First missing Chibok girl found

By Afp, Abuja

The first of more than 200 schoolgirls missing after being kidnapped by Boko Haram militants from Chibok in northeast Nigeria more than two years ago has been found, a parents' spokesman told the Thomson Reuters Foundation yesterday.

Lawan Zannah, secretary of the association of parents of missing Chibok girls, said teenager Amina Ali was found on Tuesday near the Sambisa forest near the border with Cameroon.

The circumstances of her discovery have not yet been officially confirmed. "She was carrying a baby," Zannah said by phone from Chibok.

Reuters quoted the girl as saying that most of the kidnapped 219 girls are still in captivity in a forest in northeast Nigeria.

"She says all of the others are still in the Sambisa forest area.
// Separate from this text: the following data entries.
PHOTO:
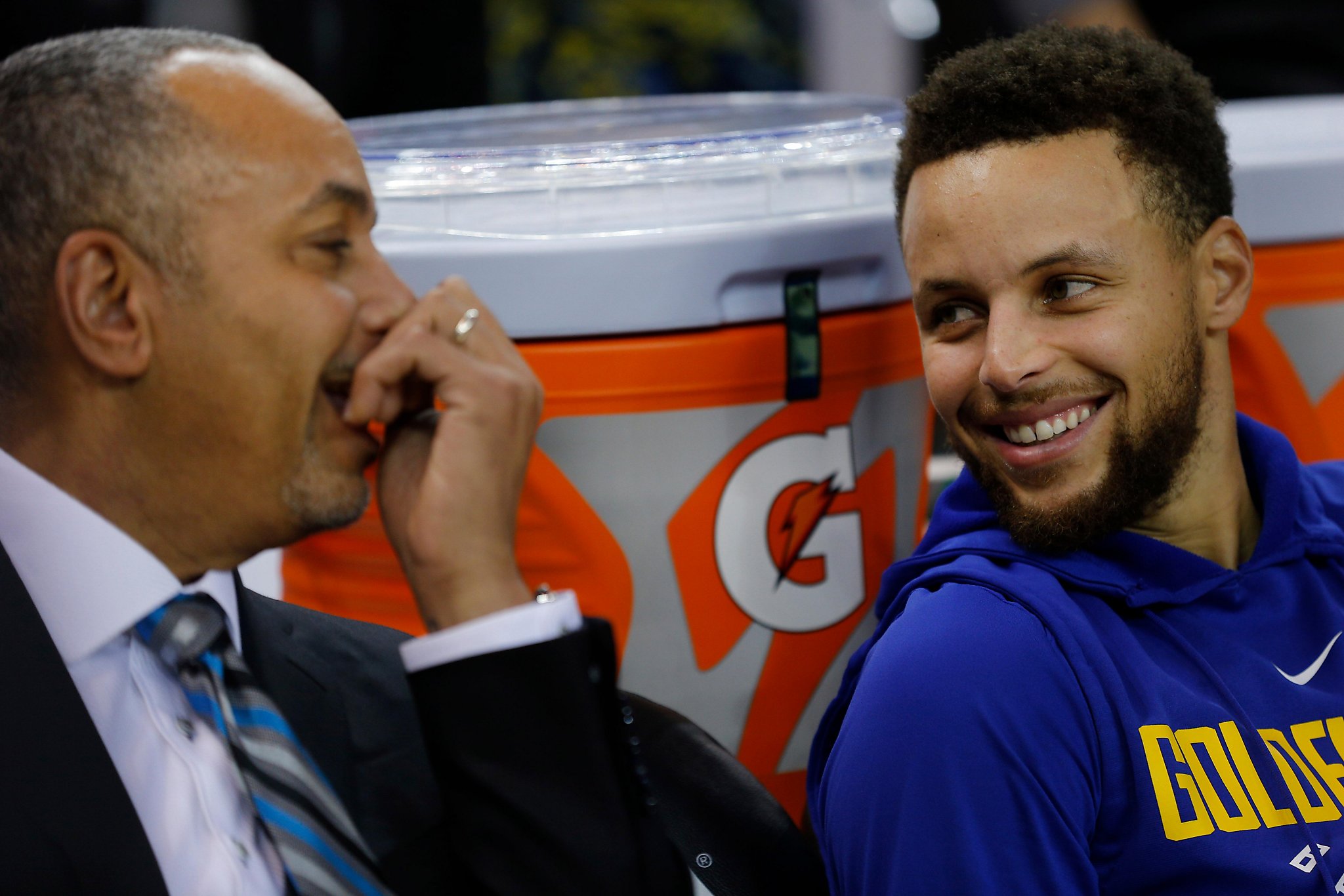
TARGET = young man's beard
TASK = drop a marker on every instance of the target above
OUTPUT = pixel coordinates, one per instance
(1144, 464)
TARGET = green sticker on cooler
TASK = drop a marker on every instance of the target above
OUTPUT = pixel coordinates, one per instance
(803, 336)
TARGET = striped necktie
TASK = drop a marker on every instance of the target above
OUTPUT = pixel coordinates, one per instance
(315, 837)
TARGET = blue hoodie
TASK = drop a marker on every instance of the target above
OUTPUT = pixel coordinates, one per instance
(1114, 720)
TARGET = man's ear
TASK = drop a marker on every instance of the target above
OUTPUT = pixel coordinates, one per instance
(1223, 269)
(105, 292)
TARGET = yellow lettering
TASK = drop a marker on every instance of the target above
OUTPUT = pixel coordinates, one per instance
(1327, 810)
(1208, 738)
(1331, 773)
(1273, 816)
(1173, 825)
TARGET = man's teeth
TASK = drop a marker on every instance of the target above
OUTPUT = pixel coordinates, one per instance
(1046, 429)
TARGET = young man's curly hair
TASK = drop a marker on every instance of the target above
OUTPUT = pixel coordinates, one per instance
(1054, 81)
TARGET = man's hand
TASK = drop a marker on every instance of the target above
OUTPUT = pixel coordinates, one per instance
(450, 488)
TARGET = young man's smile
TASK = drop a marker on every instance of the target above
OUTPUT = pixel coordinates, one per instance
(1058, 333)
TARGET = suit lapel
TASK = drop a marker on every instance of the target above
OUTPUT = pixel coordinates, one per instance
(292, 674)
(55, 771)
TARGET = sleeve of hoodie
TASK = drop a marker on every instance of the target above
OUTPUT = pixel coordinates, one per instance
(967, 762)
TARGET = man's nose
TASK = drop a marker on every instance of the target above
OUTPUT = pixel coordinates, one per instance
(382, 295)
(1015, 348)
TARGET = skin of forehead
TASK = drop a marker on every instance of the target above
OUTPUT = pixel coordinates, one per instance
(1062, 186)
(259, 112)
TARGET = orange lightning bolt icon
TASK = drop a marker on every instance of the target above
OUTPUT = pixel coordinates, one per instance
(801, 521)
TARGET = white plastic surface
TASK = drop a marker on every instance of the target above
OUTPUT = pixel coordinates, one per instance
(612, 216)
(1288, 167)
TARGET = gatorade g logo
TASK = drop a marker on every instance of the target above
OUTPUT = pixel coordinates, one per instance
(784, 556)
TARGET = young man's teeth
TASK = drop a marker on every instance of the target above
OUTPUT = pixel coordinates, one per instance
(1046, 429)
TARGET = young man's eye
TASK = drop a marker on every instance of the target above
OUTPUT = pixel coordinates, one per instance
(1060, 289)
(946, 315)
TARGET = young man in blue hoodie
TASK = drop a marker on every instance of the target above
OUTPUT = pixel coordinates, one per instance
(1109, 668)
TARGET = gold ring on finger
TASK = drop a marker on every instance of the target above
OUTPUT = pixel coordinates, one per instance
(464, 325)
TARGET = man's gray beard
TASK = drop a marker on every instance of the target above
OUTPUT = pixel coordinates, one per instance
(1144, 465)
(322, 499)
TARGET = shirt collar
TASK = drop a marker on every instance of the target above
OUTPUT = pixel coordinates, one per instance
(89, 580)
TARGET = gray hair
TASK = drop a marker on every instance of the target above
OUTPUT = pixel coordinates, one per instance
(89, 138)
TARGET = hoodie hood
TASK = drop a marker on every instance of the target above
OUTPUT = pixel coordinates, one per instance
(1129, 569)
(967, 544)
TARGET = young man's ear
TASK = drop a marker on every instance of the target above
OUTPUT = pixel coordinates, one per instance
(105, 292)
(1223, 269)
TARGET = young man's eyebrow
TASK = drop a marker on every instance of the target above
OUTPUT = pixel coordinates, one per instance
(1073, 255)
(932, 287)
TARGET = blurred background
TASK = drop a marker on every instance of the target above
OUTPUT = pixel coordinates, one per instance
(373, 58)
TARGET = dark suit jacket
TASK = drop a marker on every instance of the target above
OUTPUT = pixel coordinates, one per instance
(514, 773)
(515, 783)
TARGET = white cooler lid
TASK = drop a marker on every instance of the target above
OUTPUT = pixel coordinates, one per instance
(627, 165)
(1288, 167)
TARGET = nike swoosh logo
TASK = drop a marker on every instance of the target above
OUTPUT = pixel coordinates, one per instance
(1309, 672)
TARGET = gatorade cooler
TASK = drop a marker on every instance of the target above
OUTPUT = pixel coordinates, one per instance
(1288, 351)
(736, 426)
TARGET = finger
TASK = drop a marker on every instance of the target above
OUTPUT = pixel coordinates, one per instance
(441, 311)
(404, 375)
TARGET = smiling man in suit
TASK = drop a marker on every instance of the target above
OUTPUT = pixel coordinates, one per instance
(195, 335)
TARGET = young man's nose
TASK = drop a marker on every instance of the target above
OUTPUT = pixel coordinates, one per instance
(1015, 350)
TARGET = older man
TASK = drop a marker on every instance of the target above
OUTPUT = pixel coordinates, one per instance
(1109, 665)
(195, 336)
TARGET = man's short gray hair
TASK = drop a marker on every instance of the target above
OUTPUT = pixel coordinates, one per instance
(89, 138)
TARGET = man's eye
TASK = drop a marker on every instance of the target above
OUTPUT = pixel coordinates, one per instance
(946, 315)
(1059, 289)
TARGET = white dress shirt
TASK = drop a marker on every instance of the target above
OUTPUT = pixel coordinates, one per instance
(92, 582)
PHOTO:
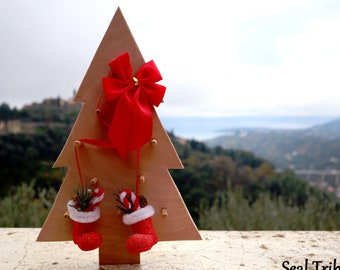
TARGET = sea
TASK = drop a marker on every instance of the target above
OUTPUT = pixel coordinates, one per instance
(205, 128)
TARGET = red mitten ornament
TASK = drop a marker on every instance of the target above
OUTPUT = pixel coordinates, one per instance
(144, 235)
(83, 231)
That they are heavily guarded," a statement from the #Bringbackourgirls activist group quoted Amina Ali Darsha Nkeki as saying after her rescue this week.

Boko Haram militants captured a total of 276 girls in a raid on their school in Chibok in April 2014. Dozens of them escaped in the initial melee but more than 200 remained unaccounted for.

The kidnapping of the Chibok girls in April 2014 from their school unleashed a wave of international outrage, backed by figures such as U.S. First Lady Michelle Obama under the Twitter hashtag #BringBackOurGirls.

The insurgents have killed an estimated 15,000 people and kidnapped hundreds of men, women and children in their six-year campaign to carve out a mediaeval Islamic caliphate in northeast Nigeria.